The paper also offered the first application of the ML method to a set of aligned nucleotide sequences (5S and 5.8S RNA) obtained by Erdmann (1982), a process that would be repeated a million times after that. The resulting tree with trout, frog, turtle, iguana and chicken is shown in Fig. 1. Probably this is one of the first phylogenetic estimates in which the author is able to explain with a sound statistical basis that this result is not very reliable.

## Uses of the Phylogenetic Likelihood

The maximum likelihood framework developed by Felsenstein has been tremendously influential, providing a powerful methodology for phylogenetic inference that has been exploited by many empirical and theoretical researchers to this day (e.g., Ji et al. 2020). Felsenstein’s 1981 article has been cited by thousands of researchers around the world in over 9,000 publications (Fig. 2). As a side note, this is not Felsenstein’s most cited work, which is instead his bootstrap paper in the journal *Evolution* (Felsenstein 1985), with more than 32,000 citations.

The reasons for this popularity are straightforward. The method of ML is a standard in statistics that brought a wealth of statistical theory to the field. Its application to phylogenetics permitted the use of complex models of evolution, including the ability to estimate model parameters and so make inferences about the process of evolution, providing the means to compare competing trees and models (Whelan et al. 2001). Below we describe some of the research prompted by Felsenstein’s JME paper. Indeed, such a list cannot, and was not intended to, be exhaustive.

### Molecular Systematics

The method of ML was swiftly adopted by many researchers, most rapidly by Hasegawa and collaborators, who used it to infer the tree of Hominoidea (Hasegawa and Yano 1984), and of eukaryotes (Hasegawa et al. 1985a). During the explosion of molecular phylogenetics in the 1990s, ML trees played a fundamental role in the field, but not without competing strategies, and often with accompanying philosophical debates. The method of ML was thoroughly scrutinized from multiple angles and benchmarked against other approaches (Saitou 1988; Saitou and Imanishi 1989; Goldman 1990; Fukami-Kobayashi and Tateno 1991; Hasegawa et al. 1991; Tateno et al. 1994; Kuhner and Felsenstein 1994; Yang 1994c, 1996; Gaut and Lewis 1995; Huelsenbeck 1995a, b). During this time, there was a fierce debate between supporters of MP and those of ML (Farris 1983; Felsenstein and Sober 1986; Sober 1991; Whiting 1998; Huelsenbeck 1998).
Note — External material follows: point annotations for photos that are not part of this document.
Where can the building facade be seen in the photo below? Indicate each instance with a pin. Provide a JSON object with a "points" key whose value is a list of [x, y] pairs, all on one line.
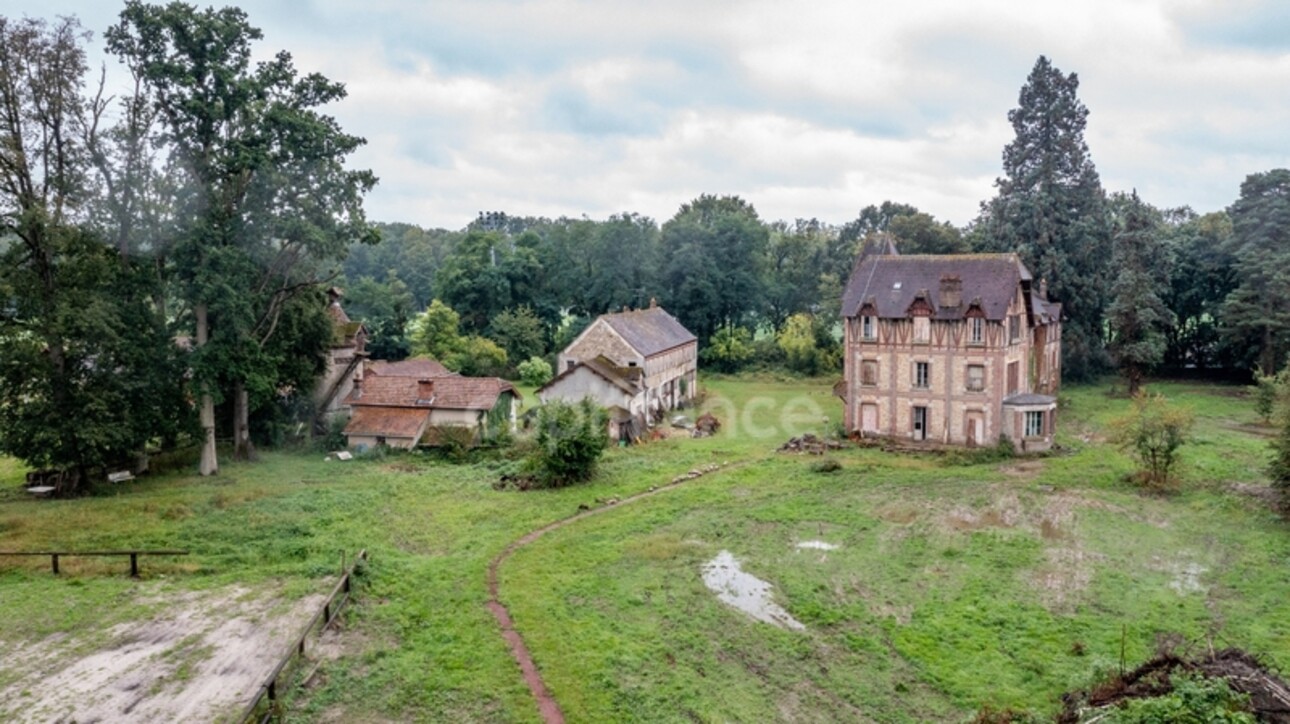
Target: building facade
{"points": [[645, 349], [959, 349]]}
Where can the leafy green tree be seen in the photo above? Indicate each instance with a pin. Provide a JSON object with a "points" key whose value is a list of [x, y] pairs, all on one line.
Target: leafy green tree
{"points": [[520, 333], [385, 307], [1201, 279], [1152, 432], [1279, 470], [729, 349], [714, 249], [488, 272], [88, 373], [534, 372], [795, 258], [569, 443], [1257, 314], [623, 262], [1051, 211], [265, 200], [1137, 316], [436, 333]]}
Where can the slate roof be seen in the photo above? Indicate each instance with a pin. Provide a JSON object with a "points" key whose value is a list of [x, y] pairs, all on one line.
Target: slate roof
{"points": [[893, 281], [603, 368], [470, 392], [446, 392], [650, 331], [387, 422], [417, 367]]}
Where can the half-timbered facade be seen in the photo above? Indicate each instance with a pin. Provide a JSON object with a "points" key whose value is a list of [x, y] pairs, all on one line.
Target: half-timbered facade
{"points": [[957, 349]]}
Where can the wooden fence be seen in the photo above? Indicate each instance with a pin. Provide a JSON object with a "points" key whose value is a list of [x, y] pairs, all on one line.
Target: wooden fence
{"points": [[56, 555], [267, 702]]}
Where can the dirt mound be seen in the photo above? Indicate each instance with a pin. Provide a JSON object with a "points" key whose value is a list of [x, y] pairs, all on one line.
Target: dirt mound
{"points": [[1270, 694]]}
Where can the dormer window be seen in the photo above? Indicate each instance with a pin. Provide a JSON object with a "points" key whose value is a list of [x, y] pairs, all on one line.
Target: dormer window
{"points": [[921, 329], [868, 327]]}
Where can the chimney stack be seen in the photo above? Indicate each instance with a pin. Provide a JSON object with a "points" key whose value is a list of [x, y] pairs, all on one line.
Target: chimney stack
{"points": [[951, 291]]}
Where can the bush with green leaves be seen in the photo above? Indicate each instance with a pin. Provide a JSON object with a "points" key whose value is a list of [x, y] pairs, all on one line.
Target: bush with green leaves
{"points": [[568, 444], [1152, 432], [1195, 700], [535, 372]]}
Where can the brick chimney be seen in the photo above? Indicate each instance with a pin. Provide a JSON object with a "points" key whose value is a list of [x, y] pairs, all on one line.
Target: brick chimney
{"points": [[951, 291]]}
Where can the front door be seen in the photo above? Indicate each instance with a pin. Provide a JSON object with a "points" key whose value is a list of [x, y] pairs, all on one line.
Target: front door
{"points": [[974, 429], [868, 418]]}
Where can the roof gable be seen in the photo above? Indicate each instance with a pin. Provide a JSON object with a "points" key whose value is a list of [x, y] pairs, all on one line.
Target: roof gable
{"points": [[649, 332], [892, 284]]}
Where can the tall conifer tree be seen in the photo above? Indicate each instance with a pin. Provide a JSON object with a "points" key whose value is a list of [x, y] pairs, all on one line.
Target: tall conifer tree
{"points": [[1051, 211]]}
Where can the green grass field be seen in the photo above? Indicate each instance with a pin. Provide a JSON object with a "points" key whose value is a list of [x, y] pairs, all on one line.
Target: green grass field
{"points": [[953, 586]]}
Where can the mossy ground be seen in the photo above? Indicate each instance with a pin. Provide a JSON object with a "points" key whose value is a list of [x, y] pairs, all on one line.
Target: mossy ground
{"points": [[953, 586]]}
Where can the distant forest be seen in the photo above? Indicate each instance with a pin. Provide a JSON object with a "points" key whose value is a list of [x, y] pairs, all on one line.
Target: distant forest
{"points": [[165, 252]]}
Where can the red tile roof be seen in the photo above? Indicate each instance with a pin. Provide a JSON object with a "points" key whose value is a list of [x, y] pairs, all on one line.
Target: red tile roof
{"points": [[444, 392], [387, 422]]}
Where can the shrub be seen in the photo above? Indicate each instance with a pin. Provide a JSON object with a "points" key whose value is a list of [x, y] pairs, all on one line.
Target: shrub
{"points": [[535, 372], [1152, 432], [1193, 700], [568, 444], [1264, 390]]}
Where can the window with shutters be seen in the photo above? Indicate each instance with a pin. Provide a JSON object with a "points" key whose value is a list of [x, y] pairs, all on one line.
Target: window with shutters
{"points": [[868, 373], [1035, 423]]}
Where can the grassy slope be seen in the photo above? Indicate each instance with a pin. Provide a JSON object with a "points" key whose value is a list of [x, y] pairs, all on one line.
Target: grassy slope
{"points": [[916, 609]]}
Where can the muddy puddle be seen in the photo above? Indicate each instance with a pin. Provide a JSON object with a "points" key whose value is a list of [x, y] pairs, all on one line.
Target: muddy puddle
{"points": [[747, 593]]}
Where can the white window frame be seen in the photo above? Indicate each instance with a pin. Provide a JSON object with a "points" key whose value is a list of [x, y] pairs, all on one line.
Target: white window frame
{"points": [[922, 329], [875, 382], [1033, 423], [868, 327], [922, 376]]}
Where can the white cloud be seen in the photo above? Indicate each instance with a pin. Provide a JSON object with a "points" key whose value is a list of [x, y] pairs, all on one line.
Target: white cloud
{"points": [[806, 110]]}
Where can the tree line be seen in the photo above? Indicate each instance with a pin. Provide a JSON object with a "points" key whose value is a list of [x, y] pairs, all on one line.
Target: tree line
{"points": [[165, 249]]}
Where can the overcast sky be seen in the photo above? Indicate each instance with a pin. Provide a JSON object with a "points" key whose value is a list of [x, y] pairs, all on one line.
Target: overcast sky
{"points": [[557, 107]]}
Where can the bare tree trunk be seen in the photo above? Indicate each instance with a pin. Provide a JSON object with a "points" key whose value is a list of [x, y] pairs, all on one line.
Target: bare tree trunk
{"points": [[209, 461], [243, 447]]}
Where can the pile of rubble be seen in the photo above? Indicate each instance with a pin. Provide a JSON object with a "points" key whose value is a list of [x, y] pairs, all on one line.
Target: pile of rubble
{"points": [[810, 444], [1270, 694]]}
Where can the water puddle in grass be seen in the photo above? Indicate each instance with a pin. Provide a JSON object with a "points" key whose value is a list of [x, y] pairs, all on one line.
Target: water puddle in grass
{"points": [[747, 593], [1187, 578]]}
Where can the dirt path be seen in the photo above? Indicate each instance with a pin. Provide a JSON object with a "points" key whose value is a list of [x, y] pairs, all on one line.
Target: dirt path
{"points": [[194, 662], [547, 705]]}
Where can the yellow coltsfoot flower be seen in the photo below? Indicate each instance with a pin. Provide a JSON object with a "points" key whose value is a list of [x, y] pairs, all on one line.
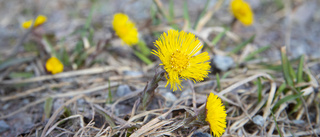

ML in phylogenetics has stood the test of time. It, along with Bayesian approaches, are very popular in phylogenetics today. The broad use of ML in phylogenetics has been greatly facilitated by novel software implementations such as RAxML (Stamatakis 2014, 2015), RAxML-NG (Kozlov et al. 2019), and IQTree (Nguyen et al. 2015; Minh et al. 2020)—all of which enable likelihood calculations on very large datasets.

Remarkably, in the current COVID-19 pandemic, ML phylogenetic inference is playing a fundamental role in understanding the origins, diversification and spread of SARS-CoV-2 (e.g., Fauver et al. 2020; Lam et al. 2020; Gonzalez-Reiche et al. 2020; Worobey et al. 2020; Boni et al. 2020).

### Models of Molecular Evolution

Models of nucleotide substitution are a central part of the ML estimate of phylogeny as these models define the transitional probabilities from one nucleotide to another for the likelihood calculation. These models are not only integral to phylogeny estimation but are central to testing hypotheses related to tree topology, natural selection, and rates of evolution (see below). Jukes and Cantor (1969) (JC69) proposed the first such stochastic model of DNA substitution which assumed that all nucleotide substitutions occur at equal rates, implying that each nucleotide is equally likely to be a replacement at a given position in an alignment. This model formalized the molecular clock hypothesis put forth by Zuckerkandl (this journal’s founder) and Pauling (Zuckerkandl and Pauling 1965) suggesting that the rate of evolution of a given protein (later DNA) is constant over time and across evolutionary lineages (Morgan 1998). Kimura introduced what became a series of extensions building on the JC69 model, introducing the Kimura 2-Parameter (K2P or K80) model (1980) that recognized the empirical result that transitions (changes in nucleotides within purines or pyrimidines resulting, therefore, in a similar biochemical shape) occurred at different frequencies than transversions (changes from a purine to pyrimidine or vice versa). The model presented by Felsenstein (F81) recognized that nucleotide frequencies are often divergent from the implicit assumption of equal across the four nucleotides. For example, in early sequence analyses of mitochondrial DNA, insects in particular showed very high frequencies of A’s and T’s relative to C’s and G’s (Jermiin and Crozier 1994). Thus, in the Felsenstein model, the rate of nucleotide substitution depends only on the equilibrium frequency of that nucleotide (Felsenstein 1981). Additional model parameters would be added to accommodate combining nucleotide frequency differences and differences in transitions and transversions (HKY; (Hasegawa et al. 1985b)), differences within transitions and transversions, etc., until eventually the development of the General Time Reversible model or GTR, allowing a unique parameter for each nucleotide substitution (Lanave et al. 1984; Tavaré 1986).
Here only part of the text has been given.